I have a pdf. The pdf contains a table. The table contains many cells (>100). I know the exact position (x,y) and dimension (w,h) of every cell of the table.
I need to extract text from cells using itextsharp. Using PdfReaderContentParser + FilteredTextRenderListener (using a code like this http://itextpdf.com/examples/iia.php?id=279 ) I can extract text but I need to run the whole procedure for each cell. My pdf have many cells and the program needs too much time to run. Is there a way to extract text from a list of "rectangle"? I need to know the text of each rectangle. I'm looking for something like PDFTextStripperByArea by PdfBox (you can define as many regions as you need and the get text using .getTextForRegion("region-name") ).
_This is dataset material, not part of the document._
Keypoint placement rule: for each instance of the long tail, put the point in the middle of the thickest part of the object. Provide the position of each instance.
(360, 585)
This option is not immediately included in the iTextSharp distribution but it is easy to realize. In the following I use the iText (Java) class, interface, and method names because I am more at home with Java. They should easily be translatable into iTextSharp (C#) names.
If you use the LocationTextExtractionStrategy, you can can use its a posteriori TextChunkFilter mechanism instead of the a priori FilteredRenderListener mechanism used in the sample you linked to. This mechanism has been introduced in version 5.3.3.
For this you first parse the whole page content using the LocationTextExtractionStrategy without any FilteredRenderListener filtering applied. This makes the strategy object collect TextChunk objects for all PDF text objects on the page containing the associated base line segment.
Then you call the strategy's getResultantText overload with a TextChunkFilter argument (instead of the regular no-argument overload):
public String getResultantText(TextChunkFilter chunkFilter)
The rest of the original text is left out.